I temi delle guerre dell’informazione (anche fra Stati), della sorveglianza e del controllo sono diventati d’interesse anche per il cittadino comune e, soprattutto, sono correlati non soltanto alle vicende politiche ma pure all’infrastruttura tecnologica stessa così come si è sviluppata sino a oggi. Questo in particolare a seguito degli attacchi portati dal virus «WannaCry», responsabile di un’epidemia mondiale nel maggio del 2017, con oltre 200.000 computer colpiti e cifrati in 120 Paesi, e conseguenti richieste di riscatto, e dal più recente «Petya», che ha agito nel giugno del 2017 e ha colpito anche i sistemi della centrale di Chernobyl.
Com’è noto, gli attentati dell’11 settembre 2001 negli Stati Uniti sono considerati uno spartiacque non soltanto nell’interpretazione di una nuova idea di sicurezza, ma anche nella convinzione diffusa di una volontà di «abbandonare» la privacy e i diritti di libertà in cambio di un’incerta garanzia di protezione statale da atti terroristici e, soprattutto, nel tentativo governativo di raggiungere l’agognato obiettivo di una «sorveglianza globale»: un controllo automatizzato di tutte le informazioni circolanti in ogni rete di comunicazione.
La reazione della politica statunitense nei primi dieci anni dopo l’attentato, però, sembrò ben più attenta a intervenire su istituti tradizionali e al contempo apparve più timida nei confronti della sorveglianza elettronica e delle armi digitali.

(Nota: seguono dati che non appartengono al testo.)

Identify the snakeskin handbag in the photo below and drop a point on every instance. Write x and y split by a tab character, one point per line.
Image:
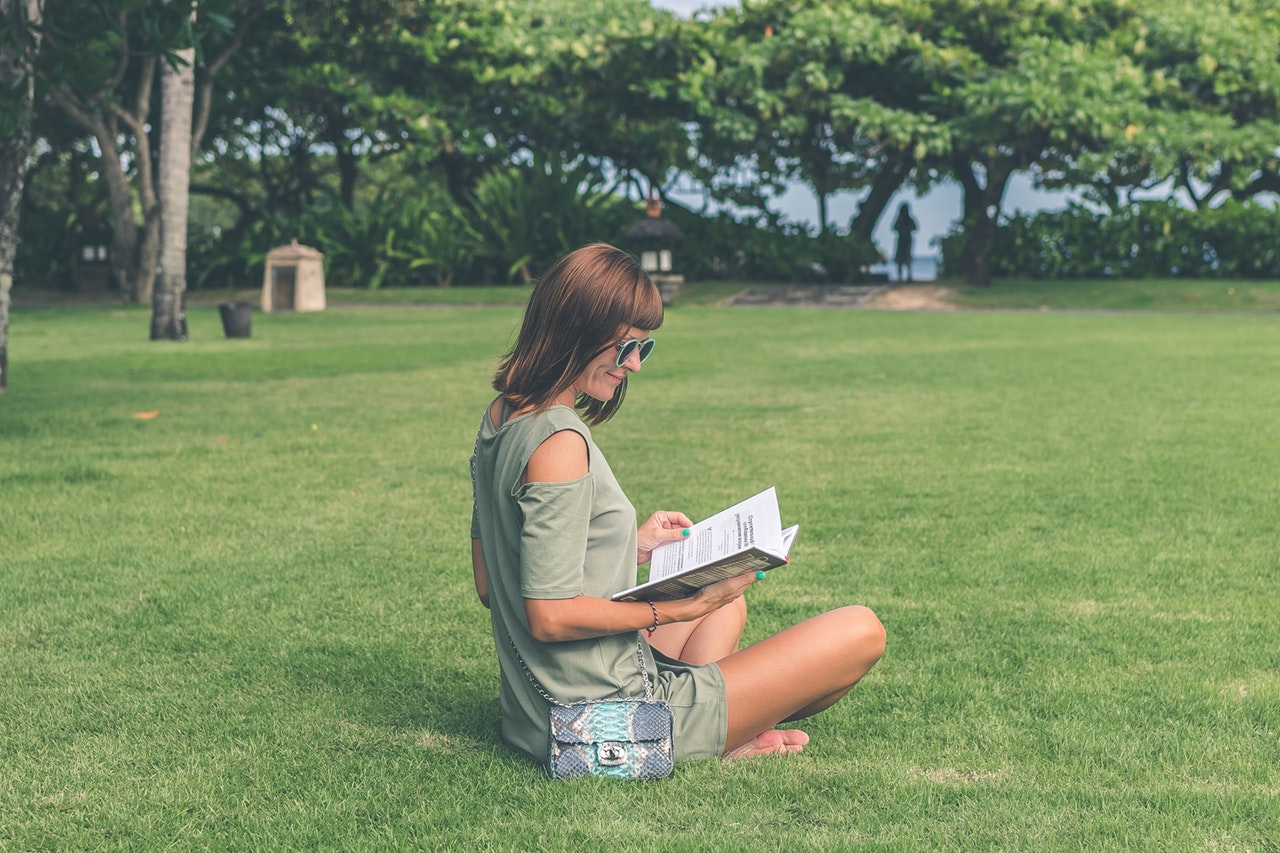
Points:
616	738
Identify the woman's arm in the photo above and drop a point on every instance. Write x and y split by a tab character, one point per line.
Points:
554	620
560	459
478	570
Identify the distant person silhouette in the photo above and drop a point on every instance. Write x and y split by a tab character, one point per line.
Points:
904	226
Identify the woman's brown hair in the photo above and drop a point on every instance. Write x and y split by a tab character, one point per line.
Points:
576	310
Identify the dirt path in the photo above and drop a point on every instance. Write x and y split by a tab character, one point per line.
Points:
913	297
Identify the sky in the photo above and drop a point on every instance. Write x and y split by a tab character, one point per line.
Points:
936	211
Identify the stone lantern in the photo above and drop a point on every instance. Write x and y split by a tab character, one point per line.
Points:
657	240
92	260
293	279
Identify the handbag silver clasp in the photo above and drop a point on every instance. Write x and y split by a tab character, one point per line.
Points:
613	753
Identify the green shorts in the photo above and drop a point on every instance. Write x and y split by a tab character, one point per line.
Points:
698	703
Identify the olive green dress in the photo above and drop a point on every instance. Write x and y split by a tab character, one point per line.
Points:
558	541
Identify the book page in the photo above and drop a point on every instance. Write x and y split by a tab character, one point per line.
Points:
753	523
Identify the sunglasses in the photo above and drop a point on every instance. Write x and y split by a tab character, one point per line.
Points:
634	345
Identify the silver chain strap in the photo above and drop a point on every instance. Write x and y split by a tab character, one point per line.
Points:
644	671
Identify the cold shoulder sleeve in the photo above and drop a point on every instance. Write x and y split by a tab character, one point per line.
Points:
553	538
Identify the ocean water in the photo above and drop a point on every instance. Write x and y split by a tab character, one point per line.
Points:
924	268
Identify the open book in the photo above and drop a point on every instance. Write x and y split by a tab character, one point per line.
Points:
745	537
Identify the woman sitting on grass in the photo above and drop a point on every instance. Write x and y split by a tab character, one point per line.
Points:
553	537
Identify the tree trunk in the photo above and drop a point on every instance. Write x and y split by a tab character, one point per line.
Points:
177	97
981	213
886	183
133	260
17	62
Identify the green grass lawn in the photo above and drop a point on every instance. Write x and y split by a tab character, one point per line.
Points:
248	623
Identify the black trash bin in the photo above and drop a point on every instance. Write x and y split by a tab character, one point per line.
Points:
237	318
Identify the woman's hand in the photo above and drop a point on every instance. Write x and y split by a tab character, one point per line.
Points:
661	527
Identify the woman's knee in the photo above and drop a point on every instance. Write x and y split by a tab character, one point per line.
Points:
864	633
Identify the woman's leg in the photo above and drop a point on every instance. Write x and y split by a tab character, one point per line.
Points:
705	639
796	674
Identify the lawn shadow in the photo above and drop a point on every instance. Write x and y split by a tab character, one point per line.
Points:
391	687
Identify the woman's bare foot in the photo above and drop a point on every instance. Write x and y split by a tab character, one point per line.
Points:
771	742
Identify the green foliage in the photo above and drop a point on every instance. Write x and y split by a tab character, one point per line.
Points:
762	249
530	215
1144	240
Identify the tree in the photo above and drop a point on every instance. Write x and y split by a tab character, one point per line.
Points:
817	92
1018	83
177	100
19	46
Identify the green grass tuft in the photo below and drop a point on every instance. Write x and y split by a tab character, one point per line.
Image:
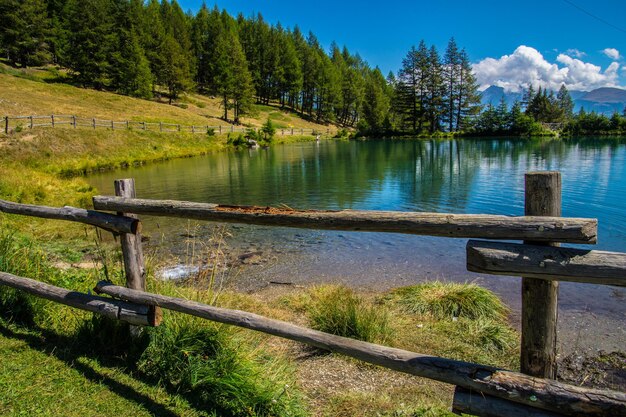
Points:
207	364
445	300
337	310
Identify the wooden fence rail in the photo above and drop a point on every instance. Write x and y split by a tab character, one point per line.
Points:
94	123
512	386
118	224
137	314
548	263
433	224
482	390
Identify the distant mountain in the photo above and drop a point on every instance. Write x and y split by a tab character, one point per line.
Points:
605	100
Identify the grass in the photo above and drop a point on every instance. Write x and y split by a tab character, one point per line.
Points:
207	368
338	310
444	300
29	92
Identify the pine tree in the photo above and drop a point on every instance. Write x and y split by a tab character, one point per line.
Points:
407	92
376	103
565	102
434	91
25	32
468	106
451	75
90	41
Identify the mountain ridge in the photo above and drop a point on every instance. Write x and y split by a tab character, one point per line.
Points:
605	100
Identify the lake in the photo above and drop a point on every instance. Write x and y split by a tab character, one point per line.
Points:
450	176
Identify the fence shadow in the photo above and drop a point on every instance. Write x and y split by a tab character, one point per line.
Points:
85	344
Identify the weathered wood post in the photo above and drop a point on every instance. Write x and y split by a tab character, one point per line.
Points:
131	244
539	297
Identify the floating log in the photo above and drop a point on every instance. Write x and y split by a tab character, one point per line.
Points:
547	263
449	225
118	224
478	404
524	389
137	314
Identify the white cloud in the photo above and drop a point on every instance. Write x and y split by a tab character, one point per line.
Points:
611	53
526	66
575	53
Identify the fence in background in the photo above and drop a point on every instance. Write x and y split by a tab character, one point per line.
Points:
13	123
480	389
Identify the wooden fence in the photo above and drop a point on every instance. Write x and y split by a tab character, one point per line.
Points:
13	123
481	390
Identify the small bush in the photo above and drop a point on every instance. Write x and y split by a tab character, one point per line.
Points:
337	310
446	299
208	365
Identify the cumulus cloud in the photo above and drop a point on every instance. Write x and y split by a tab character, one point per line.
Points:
527	66
611	53
575	53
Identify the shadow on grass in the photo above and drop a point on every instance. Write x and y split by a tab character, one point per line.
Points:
70	349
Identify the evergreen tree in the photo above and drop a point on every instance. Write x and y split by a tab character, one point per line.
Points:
90	41
376	103
434	91
468	105
565	102
451	76
408	85
25	32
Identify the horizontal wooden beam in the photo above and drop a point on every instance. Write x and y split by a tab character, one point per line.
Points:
118	224
478	404
535	392
434	224
137	314
549	263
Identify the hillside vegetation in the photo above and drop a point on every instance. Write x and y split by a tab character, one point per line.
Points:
32	92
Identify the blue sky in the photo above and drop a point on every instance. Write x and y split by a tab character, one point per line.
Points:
579	42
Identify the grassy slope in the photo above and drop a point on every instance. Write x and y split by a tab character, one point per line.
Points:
23	97
39	376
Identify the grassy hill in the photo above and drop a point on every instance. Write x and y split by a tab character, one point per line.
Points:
35	92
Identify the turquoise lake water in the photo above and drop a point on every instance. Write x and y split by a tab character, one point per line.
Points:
450	176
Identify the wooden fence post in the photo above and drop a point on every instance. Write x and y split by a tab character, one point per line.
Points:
131	244
539	297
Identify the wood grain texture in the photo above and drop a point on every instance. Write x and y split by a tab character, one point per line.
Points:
136	314
478	404
131	243
547	263
512	386
118	224
540	297
571	230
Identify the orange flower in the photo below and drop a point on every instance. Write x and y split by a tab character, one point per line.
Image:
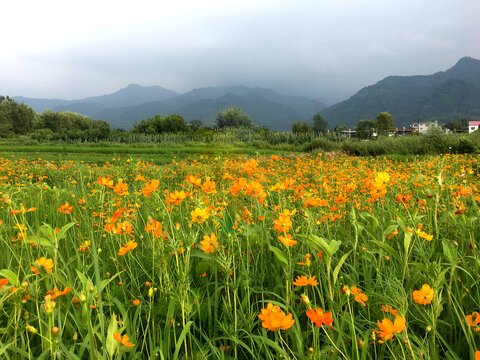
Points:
155	227
65	208
394	233
200	215
238	185
45	264
474	321
105	181
22	210
319	317
424	235
123	340
424	296
389	309
359	297
357	293
282	224
130	245
273	318
287	240
209	242
208	187
176	197
3	282
193	179
307	261
304	281
56	293
150	187
121	188
387	328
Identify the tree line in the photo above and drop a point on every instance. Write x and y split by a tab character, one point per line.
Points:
19	119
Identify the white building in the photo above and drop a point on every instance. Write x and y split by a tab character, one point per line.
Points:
473	126
421	127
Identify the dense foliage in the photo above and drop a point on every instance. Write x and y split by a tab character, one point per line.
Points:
299	257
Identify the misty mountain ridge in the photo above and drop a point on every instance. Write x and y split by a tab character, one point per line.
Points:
443	96
134	103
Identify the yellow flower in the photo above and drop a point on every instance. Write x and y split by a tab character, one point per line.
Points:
209	242
45	264
387	328
275	319
424	296
304	281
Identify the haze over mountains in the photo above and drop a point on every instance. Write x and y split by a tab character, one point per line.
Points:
134	103
443	96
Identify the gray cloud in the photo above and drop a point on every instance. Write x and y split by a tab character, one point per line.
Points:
323	49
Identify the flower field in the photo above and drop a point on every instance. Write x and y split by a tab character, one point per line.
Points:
275	257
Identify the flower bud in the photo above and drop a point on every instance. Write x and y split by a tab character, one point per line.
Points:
31	329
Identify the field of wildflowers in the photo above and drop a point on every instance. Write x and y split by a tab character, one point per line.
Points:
273	257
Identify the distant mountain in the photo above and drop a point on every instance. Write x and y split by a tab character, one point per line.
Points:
40	105
134	103
131	95
443	96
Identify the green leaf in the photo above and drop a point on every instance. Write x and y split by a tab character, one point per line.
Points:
339	266
112	344
334	246
279	254
105	282
449	251
43	242
182	336
11	276
407	238
318	243
390	250
63	230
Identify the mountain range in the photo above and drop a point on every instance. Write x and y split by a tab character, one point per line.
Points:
443	96
134	103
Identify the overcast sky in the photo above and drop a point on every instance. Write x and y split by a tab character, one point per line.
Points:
325	49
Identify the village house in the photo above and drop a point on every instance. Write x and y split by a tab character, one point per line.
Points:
473	126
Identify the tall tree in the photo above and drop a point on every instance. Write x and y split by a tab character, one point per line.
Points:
383	122
364	129
233	117
319	124
300	127
17	117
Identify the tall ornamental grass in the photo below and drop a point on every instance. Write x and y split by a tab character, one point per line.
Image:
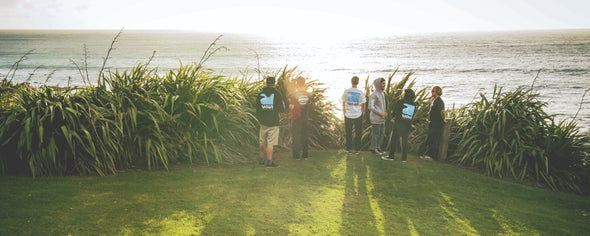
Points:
393	93
324	127
131	118
511	135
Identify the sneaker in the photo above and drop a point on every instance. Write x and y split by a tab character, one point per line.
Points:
271	164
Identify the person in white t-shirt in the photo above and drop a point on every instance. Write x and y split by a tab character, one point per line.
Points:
353	107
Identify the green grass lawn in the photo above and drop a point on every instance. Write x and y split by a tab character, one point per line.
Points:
329	194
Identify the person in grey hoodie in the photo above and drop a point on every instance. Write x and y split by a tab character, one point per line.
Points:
378	114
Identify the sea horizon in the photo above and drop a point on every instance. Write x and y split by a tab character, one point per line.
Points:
465	64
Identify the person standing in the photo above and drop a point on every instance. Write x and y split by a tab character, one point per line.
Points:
403	113
378	114
299	115
353	106
269	104
436	125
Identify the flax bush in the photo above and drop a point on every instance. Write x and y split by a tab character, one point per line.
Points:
511	135
393	92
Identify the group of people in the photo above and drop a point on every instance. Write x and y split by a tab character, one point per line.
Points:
269	104
353	106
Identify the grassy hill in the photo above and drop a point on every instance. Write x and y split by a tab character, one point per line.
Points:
330	194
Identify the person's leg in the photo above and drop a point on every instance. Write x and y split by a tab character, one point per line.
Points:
380	136
348	123
296	133
405	146
272	140
358	130
374	138
269	149
304	141
262	145
437	135
393	141
434	135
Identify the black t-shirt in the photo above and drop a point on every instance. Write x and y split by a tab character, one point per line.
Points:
403	112
436	119
269	104
300	101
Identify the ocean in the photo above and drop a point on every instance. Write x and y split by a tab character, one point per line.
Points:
555	62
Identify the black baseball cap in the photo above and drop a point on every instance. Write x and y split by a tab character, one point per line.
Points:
270	80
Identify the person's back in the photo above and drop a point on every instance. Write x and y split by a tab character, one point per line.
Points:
269	106
353	106
354	98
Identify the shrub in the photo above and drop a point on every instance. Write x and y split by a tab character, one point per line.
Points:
511	135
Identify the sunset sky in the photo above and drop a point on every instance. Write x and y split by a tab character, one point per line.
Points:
301	17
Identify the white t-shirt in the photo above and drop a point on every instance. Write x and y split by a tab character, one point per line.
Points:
353	97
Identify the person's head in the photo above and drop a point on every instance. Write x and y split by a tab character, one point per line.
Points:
270	81
300	81
354	81
436	91
379	84
409	95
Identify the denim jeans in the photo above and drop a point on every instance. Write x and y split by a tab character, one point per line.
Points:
377	136
357	125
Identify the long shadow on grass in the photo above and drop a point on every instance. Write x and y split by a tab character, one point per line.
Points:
300	197
358	218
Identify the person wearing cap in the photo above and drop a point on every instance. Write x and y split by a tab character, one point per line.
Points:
436	125
378	114
353	107
269	103
403	113
299	115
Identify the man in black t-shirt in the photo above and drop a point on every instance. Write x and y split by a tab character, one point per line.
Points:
269	103
437	123
299	115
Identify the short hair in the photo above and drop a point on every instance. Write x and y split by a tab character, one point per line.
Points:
409	95
300	81
270	80
437	90
354	80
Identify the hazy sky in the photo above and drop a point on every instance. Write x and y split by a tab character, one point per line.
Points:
297	17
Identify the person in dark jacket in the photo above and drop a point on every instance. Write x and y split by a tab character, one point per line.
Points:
436	125
299	115
269	103
403	113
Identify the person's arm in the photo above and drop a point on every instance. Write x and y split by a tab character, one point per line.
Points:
362	109
372	106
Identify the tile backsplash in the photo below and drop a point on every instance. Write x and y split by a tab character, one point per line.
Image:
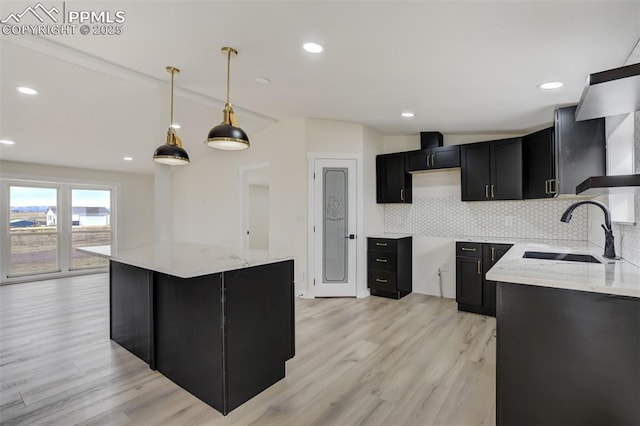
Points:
448	216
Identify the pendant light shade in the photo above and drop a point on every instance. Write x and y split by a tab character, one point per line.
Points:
171	153
227	135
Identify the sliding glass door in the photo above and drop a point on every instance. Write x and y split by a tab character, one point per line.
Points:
90	226
34	238
46	223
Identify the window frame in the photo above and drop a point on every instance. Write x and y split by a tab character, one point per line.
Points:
64	228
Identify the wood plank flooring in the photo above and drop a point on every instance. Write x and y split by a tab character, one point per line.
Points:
373	361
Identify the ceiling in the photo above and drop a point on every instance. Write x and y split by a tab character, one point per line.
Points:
465	67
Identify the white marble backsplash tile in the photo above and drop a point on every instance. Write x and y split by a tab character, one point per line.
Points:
450	217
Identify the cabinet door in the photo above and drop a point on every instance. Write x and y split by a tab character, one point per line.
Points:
393	185
506	169
415	161
538	177
469	280
581	149
444	157
475	173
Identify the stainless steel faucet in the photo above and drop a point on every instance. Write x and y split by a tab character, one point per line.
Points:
609	249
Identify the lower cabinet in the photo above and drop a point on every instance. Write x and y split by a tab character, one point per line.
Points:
474	293
389	266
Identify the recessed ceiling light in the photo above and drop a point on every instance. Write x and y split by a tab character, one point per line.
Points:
26	90
550	85
312	47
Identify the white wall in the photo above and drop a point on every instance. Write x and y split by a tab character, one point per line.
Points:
258	217
135	195
206	193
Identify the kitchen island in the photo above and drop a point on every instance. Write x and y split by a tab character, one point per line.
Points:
568	339
217	322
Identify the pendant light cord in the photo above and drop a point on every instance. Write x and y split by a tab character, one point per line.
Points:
228	72
172	74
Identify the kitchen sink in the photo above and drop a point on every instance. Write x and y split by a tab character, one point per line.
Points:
569	257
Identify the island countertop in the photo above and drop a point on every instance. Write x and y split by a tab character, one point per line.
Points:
188	260
615	277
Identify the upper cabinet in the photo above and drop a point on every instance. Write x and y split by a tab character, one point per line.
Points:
441	157
580	150
559	158
538	170
492	170
393	184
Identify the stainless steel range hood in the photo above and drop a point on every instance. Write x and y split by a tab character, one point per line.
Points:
598	185
612	92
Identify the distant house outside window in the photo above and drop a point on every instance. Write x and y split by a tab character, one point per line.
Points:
46	223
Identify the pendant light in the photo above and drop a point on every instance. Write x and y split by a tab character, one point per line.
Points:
171	153
227	135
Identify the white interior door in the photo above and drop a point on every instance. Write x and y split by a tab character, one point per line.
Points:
334	222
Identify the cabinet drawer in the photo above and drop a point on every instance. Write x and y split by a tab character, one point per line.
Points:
469	249
381	280
382	244
382	260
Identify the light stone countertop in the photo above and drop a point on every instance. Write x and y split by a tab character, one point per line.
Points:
614	277
390	236
187	260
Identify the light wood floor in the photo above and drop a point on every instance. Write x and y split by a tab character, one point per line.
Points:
373	361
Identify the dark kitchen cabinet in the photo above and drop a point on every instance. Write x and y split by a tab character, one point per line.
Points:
557	159
393	184
492	170
580	150
469	294
389	264
539	170
566	357
474	293
442	157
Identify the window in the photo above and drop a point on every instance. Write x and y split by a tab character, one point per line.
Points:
34	239
44	224
90	226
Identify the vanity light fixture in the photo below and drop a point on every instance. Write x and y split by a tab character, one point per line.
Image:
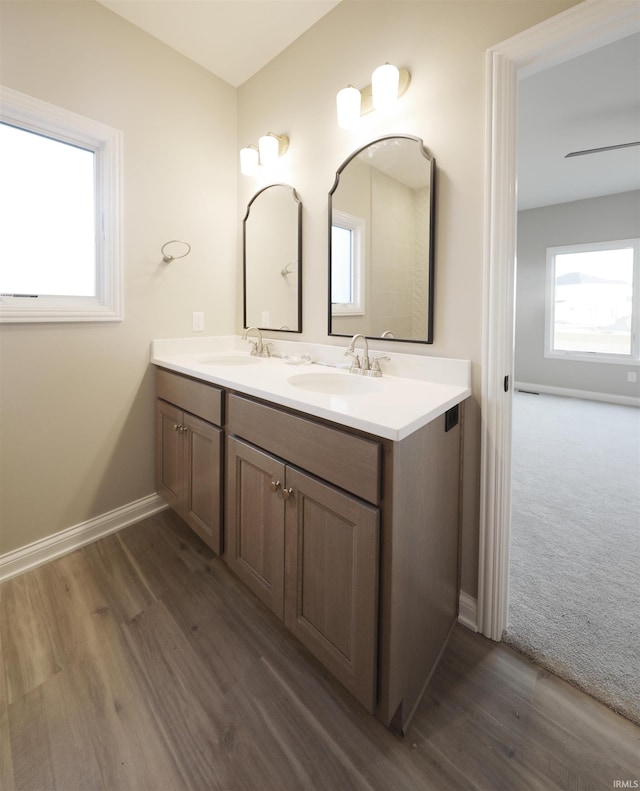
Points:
265	154
388	83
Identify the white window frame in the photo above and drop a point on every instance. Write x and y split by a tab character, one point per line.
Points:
34	115
357	226
601	357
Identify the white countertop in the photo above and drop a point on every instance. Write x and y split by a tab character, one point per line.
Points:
412	391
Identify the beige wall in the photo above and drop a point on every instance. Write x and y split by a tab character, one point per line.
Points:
443	45
76	400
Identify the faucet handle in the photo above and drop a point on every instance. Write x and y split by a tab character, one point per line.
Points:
375	369
355	365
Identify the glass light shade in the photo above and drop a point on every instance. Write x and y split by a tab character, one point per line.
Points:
384	86
348	107
248	161
268	145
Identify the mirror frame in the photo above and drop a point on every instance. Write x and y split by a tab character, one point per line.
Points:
297	200
432	219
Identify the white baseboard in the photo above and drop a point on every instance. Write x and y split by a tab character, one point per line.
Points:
585	394
468	611
46	549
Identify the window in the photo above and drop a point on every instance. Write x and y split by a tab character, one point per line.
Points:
347	267
60	220
592	305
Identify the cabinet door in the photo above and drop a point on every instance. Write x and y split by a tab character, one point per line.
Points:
331	597
203	465
169	453
254	540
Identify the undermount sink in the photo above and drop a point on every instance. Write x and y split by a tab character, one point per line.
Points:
229	359
335	384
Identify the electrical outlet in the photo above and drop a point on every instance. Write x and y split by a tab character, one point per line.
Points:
198	322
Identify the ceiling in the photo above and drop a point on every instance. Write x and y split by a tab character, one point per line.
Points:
233	39
588	102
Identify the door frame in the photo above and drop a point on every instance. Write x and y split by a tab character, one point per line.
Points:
582	28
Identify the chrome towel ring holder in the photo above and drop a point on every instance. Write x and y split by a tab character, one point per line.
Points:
167	257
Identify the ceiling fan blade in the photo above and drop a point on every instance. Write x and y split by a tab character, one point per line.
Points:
604	148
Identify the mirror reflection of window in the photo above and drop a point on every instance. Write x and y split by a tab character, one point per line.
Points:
389	187
347	281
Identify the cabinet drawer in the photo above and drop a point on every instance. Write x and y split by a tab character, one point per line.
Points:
348	461
198	398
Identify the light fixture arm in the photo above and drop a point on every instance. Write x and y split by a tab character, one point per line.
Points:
366	105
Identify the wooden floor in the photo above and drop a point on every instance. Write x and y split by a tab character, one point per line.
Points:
140	662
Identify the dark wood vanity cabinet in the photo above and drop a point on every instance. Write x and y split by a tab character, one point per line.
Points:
189	443
352	540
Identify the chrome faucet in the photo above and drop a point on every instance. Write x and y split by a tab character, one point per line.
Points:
259	348
358	367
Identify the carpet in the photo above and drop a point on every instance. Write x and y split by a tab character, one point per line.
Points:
574	582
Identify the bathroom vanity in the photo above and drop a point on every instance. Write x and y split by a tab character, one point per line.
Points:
333	497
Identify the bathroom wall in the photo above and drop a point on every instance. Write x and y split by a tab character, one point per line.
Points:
601	219
443	45
76	400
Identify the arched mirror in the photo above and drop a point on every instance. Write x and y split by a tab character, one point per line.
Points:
272	260
381	242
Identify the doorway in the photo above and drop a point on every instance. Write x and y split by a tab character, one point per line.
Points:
580	29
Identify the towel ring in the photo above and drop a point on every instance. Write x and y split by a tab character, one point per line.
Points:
167	258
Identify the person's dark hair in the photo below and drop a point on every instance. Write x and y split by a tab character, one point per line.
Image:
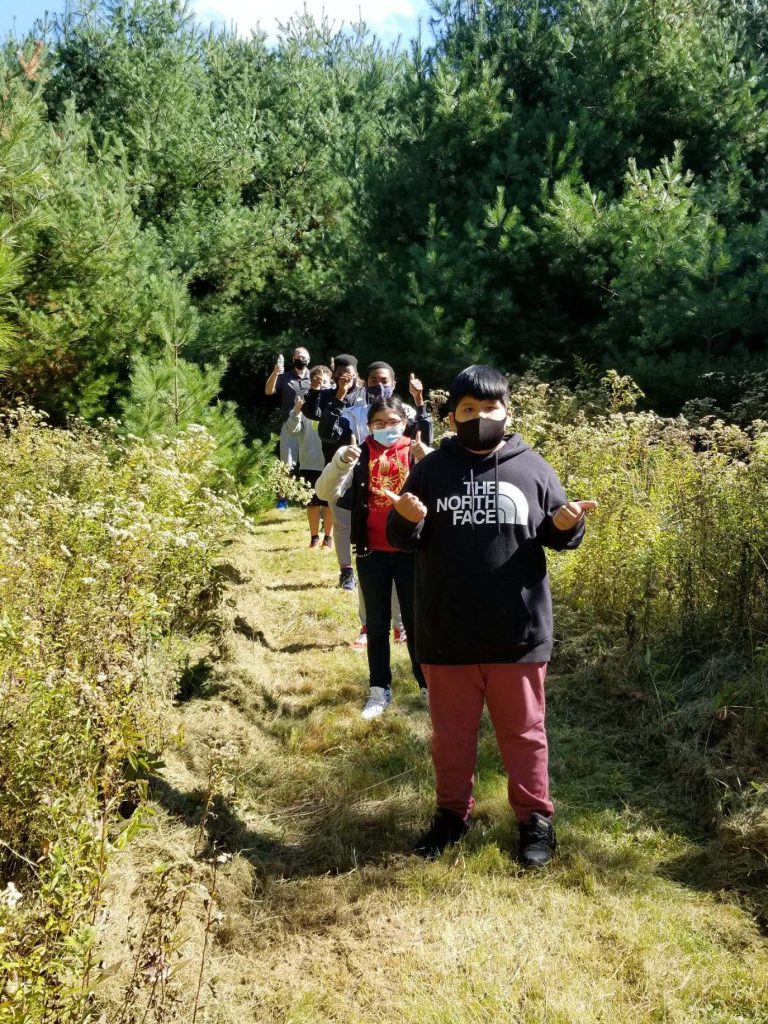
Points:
478	382
379	404
345	360
379	366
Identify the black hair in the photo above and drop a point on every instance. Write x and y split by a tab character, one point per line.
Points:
478	382
379	404
345	360
379	366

Il dibattito si accese attorno alla legittimazione della tortura, alle pratiche segrete di extraordinary renditions, alle liste di sospetti sui voli, ai controlli agli aeroporti, alle telecamere, ai sistemi biometrici attivati alle frontiere. Non si era, ancora, nell’era degli iPhone (che ha «personalizzato» su larga scala l’uso delle tecnologie e fatto migrare i dati dei cittadini sui dispositivi mobili), dei grandi social network e delle tecnologie ubique e capillari, e i progetti per potenziare la sorveglianza elettronica operavano, certo, ma in sordina.